This weekend I was told that I had a great laugh and was given the compliment that I am never afraid to laugh. These were such beautiful comments and I appreciate them greatly. It is true I love to laugh, I purposefully watch funny Youtube videos so that I can get at least one laugh in a day. But this is only part of the story.
As some people know I have struggled with clinical depression for a large majority of life and it is still something that I have to deal with and be aware of to this day. With depression, many people think that it is just being sad all of the time. That is part of it, I definitely felt sad at times. There is also so much more, there is an overwhelming numbness that you feel to all emotions, you lose interest in the people and things that you love, and it really a scary place to be. For years of my life, I had to force laughter in moments I knew should be funny so that no one would notice and no one would ask why I wasn't acting normal. More than that I lost the ability to genuinely cry as well. I still cried, but for myself and only myself. I couldn't feel compassion or joy for other people. I learned how to function as a normal person, but it was just a mask. As much as I longed to feel and live life to the fullest depression was robbing me of it. Some people call it smiling depression, it's dealing with it on the inside, but hiding it on the outside. Even the people who appear the happiest, can be the ones fighting for their life on the inside. Anyone can be dealing with this, don't be afraid to ask someone you think might be struggling. They won't be offended, they will be happy to know someone care.
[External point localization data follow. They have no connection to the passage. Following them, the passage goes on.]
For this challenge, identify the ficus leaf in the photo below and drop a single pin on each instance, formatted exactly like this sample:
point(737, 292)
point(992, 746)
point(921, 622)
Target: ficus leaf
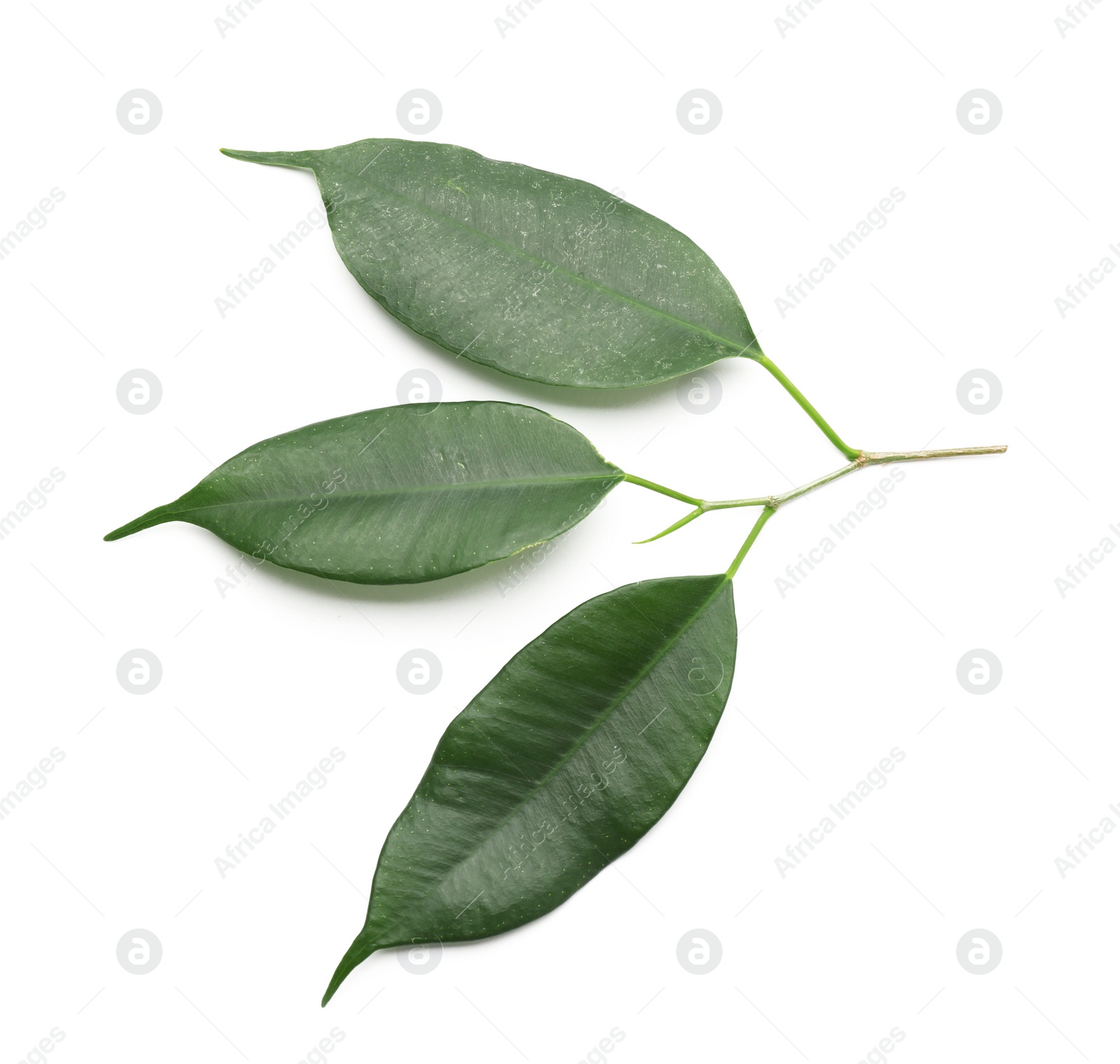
point(402, 494)
point(560, 764)
point(537, 274)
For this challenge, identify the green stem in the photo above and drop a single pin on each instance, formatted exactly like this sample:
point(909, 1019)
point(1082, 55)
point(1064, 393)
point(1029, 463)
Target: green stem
point(641, 482)
point(849, 453)
point(771, 503)
point(763, 518)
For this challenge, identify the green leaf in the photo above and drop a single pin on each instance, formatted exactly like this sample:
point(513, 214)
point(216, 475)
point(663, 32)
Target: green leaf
point(560, 764)
point(537, 274)
point(401, 494)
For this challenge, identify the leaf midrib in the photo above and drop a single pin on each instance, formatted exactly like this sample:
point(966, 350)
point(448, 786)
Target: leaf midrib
point(578, 746)
point(556, 267)
point(370, 493)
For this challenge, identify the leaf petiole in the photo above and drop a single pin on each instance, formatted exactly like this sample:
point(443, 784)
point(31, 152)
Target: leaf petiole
point(763, 518)
point(849, 453)
point(773, 502)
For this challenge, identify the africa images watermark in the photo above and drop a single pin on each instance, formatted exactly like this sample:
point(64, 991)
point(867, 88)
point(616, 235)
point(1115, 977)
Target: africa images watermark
point(36, 780)
point(1077, 851)
point(249, 840)
point(876, 218)
point(1079, 570)
point(36, 218)
point(808, 561)
point(234, 13)
point(1075, 15)
point(794, 15)
point(238, 291)
point(876, 778)
point(515, 15)
point(1075, 294)
point(36, 498)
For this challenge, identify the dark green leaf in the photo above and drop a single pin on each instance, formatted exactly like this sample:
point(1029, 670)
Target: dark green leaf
point(540, 276)
point(560, 764)
point(401, 494)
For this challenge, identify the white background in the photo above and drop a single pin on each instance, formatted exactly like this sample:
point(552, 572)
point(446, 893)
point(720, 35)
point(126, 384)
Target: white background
point(818, 126)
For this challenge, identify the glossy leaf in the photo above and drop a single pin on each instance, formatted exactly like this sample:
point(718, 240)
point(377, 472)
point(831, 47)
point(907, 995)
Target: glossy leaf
point(560, 764)
point(538, 274)
point(401, 494)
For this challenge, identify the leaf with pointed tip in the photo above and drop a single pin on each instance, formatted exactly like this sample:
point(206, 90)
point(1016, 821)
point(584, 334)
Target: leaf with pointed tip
point(560, 764)
point(537, 274)
point(402, 494)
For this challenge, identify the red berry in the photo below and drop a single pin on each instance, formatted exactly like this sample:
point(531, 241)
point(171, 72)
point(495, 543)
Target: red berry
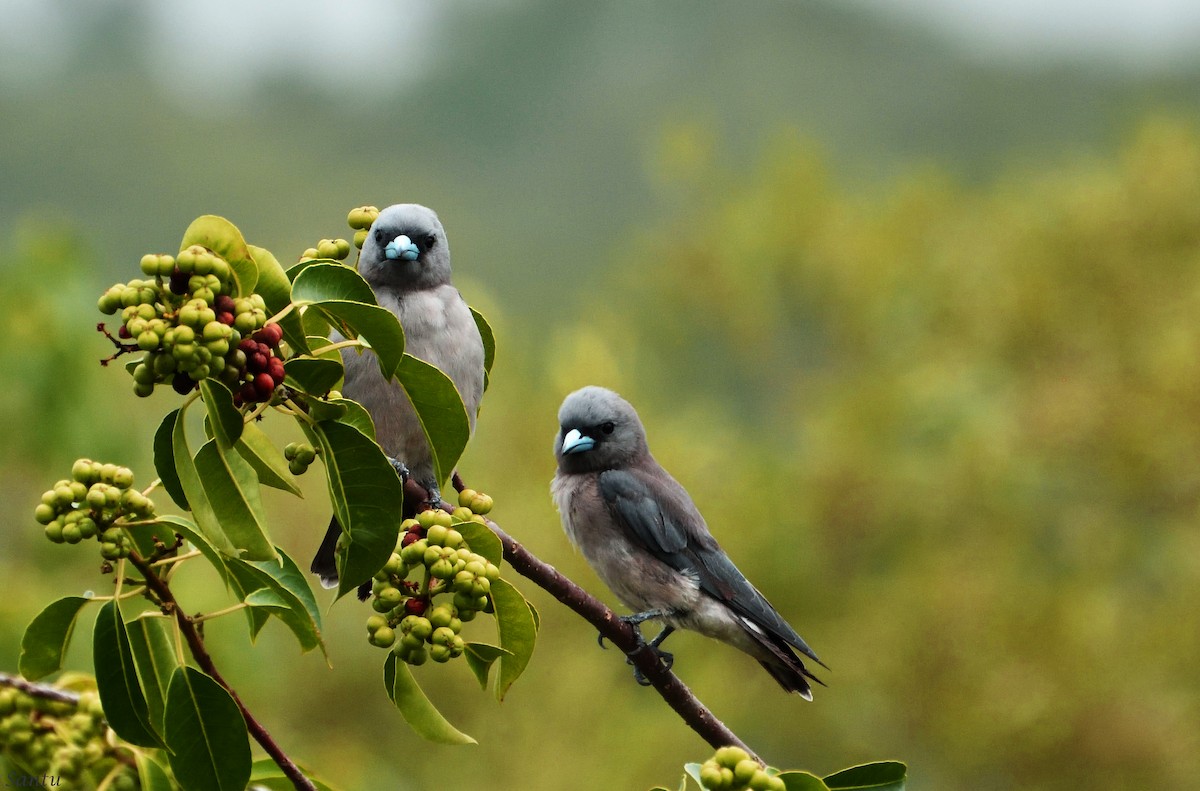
point(264, 385)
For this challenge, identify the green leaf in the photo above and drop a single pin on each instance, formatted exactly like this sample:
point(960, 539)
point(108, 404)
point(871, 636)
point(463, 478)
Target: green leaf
point(439, 407)
point(222, 237)
point(151, 775)
point(315, 376)
point(205, 733)
point(417, 709)
point(346, 299)
point(196, 497)
point(481, 540)
point(269, 463)
point(489, 337)
point(165, 460)
point(117, 677)
point(153, 640)
point(881, 775)
point(47, 637)
point(231, 486)
point(367, 497)
point(517, 630)
point(223, 418)
point(276, 292)
point(480, 657)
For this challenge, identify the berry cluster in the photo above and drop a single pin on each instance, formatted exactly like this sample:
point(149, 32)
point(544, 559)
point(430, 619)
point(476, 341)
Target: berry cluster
point(409, 619)
point(732, 769)
point(299, 455)
point(65, 742)
point(361, 220)
point(90, 504)
point(191, 323)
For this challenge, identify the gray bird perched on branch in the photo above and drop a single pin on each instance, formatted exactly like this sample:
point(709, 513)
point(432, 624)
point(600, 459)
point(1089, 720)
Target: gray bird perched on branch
point(641, 532)
point(406, 261)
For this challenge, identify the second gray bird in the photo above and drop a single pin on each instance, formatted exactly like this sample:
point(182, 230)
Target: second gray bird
point(406, 259)
point(641, 532)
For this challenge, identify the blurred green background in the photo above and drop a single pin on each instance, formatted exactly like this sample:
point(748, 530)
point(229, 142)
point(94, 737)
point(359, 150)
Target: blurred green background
point(912, 317)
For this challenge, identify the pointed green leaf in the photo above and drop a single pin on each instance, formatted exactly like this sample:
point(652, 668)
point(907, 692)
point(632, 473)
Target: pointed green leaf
point(231, 486)
point(153, 640)
point(276, 292)
point(481, 540)
point(47, 637)
point(269, 463)
point(316, 376)
point(480, 657)
point(367, 497)
point(222, 237)
point(165, 460)
point(346, 299)
point(223, 418)
point(519, 633)
point(489, 337)
point(117, 677)
point(439, 407)
point(417, 709)
point(205, 733)
point(881, 775)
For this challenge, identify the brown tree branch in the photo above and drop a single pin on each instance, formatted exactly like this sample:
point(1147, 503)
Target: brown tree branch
point(623, 635)
point(196, 643)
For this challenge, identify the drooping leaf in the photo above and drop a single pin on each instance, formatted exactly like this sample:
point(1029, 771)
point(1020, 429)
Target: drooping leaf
point(268, 461)
point(205, 733)
point(117, 678)
point(46, 639)
point(231, 486)
point(366, 495)
point(881, 775)
point(165, 460)
point(153, 640)
point(223, 418)
point(417, 709)
point(222, 237)
point(517, 630)
point(489, 337)
point(439, 407)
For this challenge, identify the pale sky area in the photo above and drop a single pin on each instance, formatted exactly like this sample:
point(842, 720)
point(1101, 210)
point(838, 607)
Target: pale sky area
point(325, 40)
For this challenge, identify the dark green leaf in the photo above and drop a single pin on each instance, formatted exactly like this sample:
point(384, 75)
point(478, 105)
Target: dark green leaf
point(269, 463)
point(223, 418)
point(47, 637)
point(316, 376)
point(205, 733)
point(165, 460)
point(417, 709)
point(480, 657)
point(439, 407)
point(117, 677)
point(519, 633)
point(222, 237)
point(153, 640)
point(231, 486)
point(366, 495)
point(489, 337)
point(881, 775)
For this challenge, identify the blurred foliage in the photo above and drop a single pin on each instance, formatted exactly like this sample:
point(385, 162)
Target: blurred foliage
point(951, 431)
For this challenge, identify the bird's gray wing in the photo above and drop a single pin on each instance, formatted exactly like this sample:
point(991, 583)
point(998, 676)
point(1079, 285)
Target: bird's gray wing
point(660, 515)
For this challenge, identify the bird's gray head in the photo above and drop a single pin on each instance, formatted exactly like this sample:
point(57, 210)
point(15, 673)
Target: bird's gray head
point(598, 430)
point(406, 249)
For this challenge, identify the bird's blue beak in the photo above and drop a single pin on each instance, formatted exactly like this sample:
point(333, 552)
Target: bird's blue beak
point(576, 443)
point(401, 247)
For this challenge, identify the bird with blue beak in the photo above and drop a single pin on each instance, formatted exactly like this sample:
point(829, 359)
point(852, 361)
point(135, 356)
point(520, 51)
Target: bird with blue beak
point(641, 532)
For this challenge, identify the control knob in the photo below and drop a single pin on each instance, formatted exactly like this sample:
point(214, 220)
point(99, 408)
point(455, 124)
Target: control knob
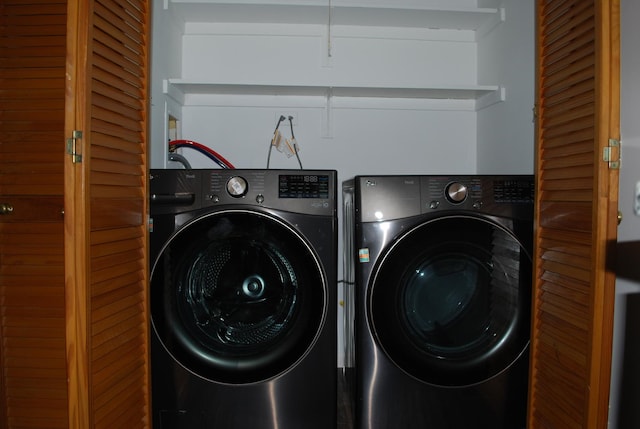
point(456, 192)
point(237, 187)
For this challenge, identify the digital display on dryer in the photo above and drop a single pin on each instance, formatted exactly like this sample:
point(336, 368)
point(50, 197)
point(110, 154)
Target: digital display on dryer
point(303, 186)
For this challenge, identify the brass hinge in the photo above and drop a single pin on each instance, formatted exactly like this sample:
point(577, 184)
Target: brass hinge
point(72, 146)
point(611, 154)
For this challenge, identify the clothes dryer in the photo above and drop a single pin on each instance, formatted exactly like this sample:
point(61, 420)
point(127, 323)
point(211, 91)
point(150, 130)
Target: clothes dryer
point(443, 272)
point(243, 299)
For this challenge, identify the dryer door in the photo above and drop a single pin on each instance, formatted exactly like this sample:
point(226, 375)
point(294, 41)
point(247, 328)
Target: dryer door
point(449, 300)
point(237, 296)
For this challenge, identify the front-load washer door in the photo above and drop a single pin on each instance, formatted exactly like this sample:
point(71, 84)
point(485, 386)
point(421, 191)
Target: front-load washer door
point(237, 297)
point(449, 300)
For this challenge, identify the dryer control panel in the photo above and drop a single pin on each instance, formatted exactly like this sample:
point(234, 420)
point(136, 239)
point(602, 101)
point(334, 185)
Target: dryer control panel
point(395, 197)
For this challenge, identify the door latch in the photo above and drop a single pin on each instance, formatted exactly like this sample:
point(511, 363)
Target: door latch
point(72, 146)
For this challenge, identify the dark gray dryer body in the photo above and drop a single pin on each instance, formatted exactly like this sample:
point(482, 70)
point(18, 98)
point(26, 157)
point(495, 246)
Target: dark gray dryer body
point(442, 270)
point(243, 298)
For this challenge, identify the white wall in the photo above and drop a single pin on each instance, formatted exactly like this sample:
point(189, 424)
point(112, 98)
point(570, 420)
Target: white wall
point(506, 130)
point(625, 376)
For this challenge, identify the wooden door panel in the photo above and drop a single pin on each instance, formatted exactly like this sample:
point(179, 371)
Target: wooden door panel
point(107, 231)
point(33, 392)
point(578, 67)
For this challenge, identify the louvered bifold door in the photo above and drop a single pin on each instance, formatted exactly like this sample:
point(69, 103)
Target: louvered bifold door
point(107, 329)
point(33, 377)
point(576, 208)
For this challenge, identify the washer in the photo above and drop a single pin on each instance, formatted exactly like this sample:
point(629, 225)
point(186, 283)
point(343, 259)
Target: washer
point(443, 270)
point(243, 299)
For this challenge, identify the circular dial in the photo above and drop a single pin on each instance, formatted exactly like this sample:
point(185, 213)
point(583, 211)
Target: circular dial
point(237, 186)
point(456, 192)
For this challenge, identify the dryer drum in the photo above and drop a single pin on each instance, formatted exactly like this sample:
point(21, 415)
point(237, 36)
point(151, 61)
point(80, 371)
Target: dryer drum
point(448, 301)
point(237, 297)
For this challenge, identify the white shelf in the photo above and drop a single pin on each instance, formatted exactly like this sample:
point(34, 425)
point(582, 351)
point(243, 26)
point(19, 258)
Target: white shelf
point(345, 12)
point(454, 92)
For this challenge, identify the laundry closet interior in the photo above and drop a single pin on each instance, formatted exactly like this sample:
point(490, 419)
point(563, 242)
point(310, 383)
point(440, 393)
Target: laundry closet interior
point(373, 86)
point(409, 87)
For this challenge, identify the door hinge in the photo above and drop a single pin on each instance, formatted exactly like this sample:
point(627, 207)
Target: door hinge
point(72, 146)
point(611, 154)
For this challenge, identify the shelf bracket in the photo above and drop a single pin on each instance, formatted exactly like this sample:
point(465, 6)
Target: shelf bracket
point(327, 115)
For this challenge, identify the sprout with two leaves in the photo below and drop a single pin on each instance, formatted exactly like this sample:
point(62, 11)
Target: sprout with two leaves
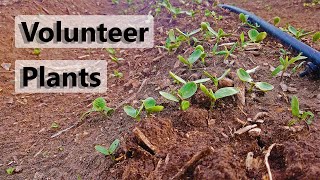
point(245, 77)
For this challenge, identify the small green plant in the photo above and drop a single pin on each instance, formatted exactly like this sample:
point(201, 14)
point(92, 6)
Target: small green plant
point(149, 104)
point(298, 33)
point(285, 64)
point(172, 42)
point(109, 151)
point(36, 51)
point(316, 37)
point(185, 92)
point(244, 20)
point(276, 20)
point(117, 74)
point(226, 53)
point(198, 53)
point(256, 36)
point(55, 125)
point(219, 94)
point(306, 116)
point(98, 105)
point(112, 55)
point(187, 36)
point(215, 79)
point(245, 77)
point(10, 170)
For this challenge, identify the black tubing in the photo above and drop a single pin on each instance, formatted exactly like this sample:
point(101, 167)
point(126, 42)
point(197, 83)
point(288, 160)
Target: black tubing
point(290, 41)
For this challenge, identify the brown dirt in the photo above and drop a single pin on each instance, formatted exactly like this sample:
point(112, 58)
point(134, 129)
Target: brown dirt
point(26, 118)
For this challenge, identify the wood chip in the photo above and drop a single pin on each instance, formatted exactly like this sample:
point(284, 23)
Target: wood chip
point(192, 162)
point(137, 132)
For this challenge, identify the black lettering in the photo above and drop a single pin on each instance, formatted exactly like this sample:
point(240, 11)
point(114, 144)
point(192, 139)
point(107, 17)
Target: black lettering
point(95, 79)
point(127, 34)
point(26, 76)
point(34, 27)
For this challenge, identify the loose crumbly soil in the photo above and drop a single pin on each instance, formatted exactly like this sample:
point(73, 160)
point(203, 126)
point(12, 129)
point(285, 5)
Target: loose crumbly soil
point(25, 119)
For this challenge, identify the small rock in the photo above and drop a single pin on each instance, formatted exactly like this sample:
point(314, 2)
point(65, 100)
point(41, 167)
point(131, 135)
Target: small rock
point(226, 82)
point(255, 132)
point(18, 169)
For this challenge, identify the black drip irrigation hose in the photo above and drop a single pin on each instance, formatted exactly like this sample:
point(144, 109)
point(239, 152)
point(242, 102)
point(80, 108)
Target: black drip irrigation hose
point(312, 67)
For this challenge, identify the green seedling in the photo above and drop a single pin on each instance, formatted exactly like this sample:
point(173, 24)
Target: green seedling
point(244, 20)
point(187, 36)
point(306, 116)
point(276, 20)
point(10, 170)
point(173, 10)
point(151, 106)
point(172, 42)
point(117, 74)
point(112, 55)
point(298, 33)
point(245, 77)
point(226, 53)
point(219, 94)
point(109, 151)
point(256, 36)
point(198, 53)
point(285, 64)
point(178, 79)
point(316, 37)
point(215, 79)
point(98, 105)
point(185, 92)
point(36, 51)
point(55, 125)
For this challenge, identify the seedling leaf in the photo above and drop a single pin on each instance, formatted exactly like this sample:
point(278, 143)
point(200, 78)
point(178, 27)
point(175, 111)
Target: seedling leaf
point(169, 96)
point(225, 92)
point(243, 75)
point(263, 86)
point(188, 90)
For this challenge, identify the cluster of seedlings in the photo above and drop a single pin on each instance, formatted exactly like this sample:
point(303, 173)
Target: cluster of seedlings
point(187, 89)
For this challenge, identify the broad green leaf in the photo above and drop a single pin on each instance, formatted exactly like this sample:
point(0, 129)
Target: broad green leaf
point(201, 80)
point(253, 35)
point(155, 109)
point(169, 96)
point(243, 75)
point(277, 70)
point(183, 60)
point(132, 112)
point(261, 36)
point(177, 78)
point(263, 86)
point(224, 74)
point(295, 106)
point(196, 54)
point(149, 102)
point(102, 150)
point(316, 37)
point(225, 92)
point(207, 92)
point(188, 90)
point(114, 146)
point(99, 104)
point(185, 105)
point(276, 20)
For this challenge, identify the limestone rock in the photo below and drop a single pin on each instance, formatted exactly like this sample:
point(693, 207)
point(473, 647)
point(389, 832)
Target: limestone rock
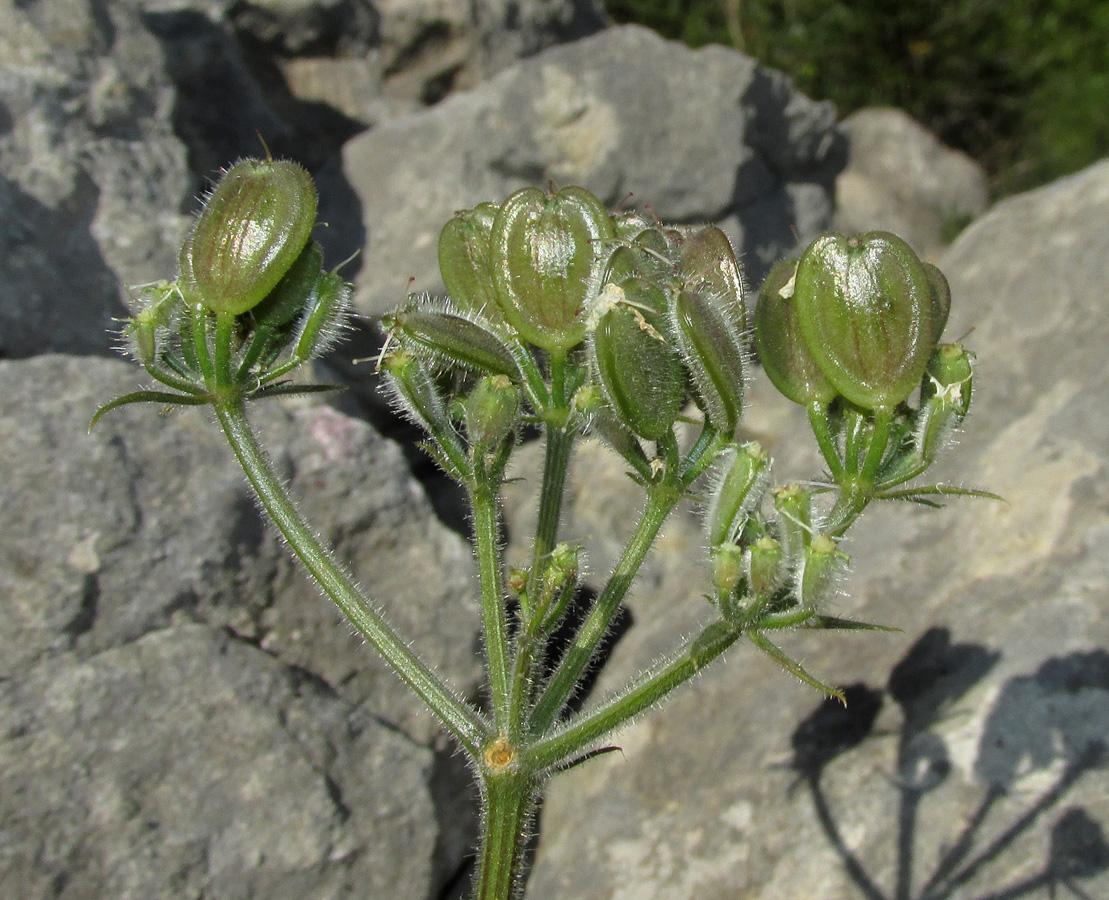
point(901, 179)
point(148, 521)
point(92, 177)
point(698, 135)
point(970, 756)
point(190, 764)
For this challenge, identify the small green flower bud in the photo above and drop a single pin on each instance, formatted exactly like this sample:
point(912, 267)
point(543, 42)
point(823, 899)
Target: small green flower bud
point(455, 339)
point(782, 348)
point(464, 259)
point(739, 490)
point(547, 255)
point(323, 318)
point(945, 398)
point(940, 300)
point(865, 307)
point(415, 390)
point(559, 583)
point(252, 229)
point(158, 305)
point(712, 348)
point(709, 262)
point(293, 292)
point(820, 574)
point(726, 572)
point(639, 370)
point(794, 508)
point(765, 566)
point(491, 411)
point(949, 376)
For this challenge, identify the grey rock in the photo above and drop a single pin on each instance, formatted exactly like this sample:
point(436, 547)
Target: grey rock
point(190, 764)
point(698, 135)
point(181, 712)
point(92, 177)
point(901, 179)
point(148, 521)
point(977, 737)
point(302, 27)
point(431, 47)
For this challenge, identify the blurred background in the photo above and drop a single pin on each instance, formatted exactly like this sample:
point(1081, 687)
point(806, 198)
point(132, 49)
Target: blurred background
point(1020, 85)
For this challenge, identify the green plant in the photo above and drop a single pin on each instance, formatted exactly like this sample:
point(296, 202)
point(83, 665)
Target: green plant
point(572, 319)
point(1021, 85)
Back to my story, I was in a very dark place, but I had great friends and family who helped me get help. Now that I have gotten help and I am out of the mire I was in, I try to laugh and cry at least once a day. This probably seems forced or just plain weird to some people, but now that I have the freedom to laugh and cry I want that experience every chance I can. So thank you to the people who help me laugh and make me cry, and really everyone who helps me feel anything at all. If anyone wants to share stories that have made them laugh or cry, or about depression I am always here to listen!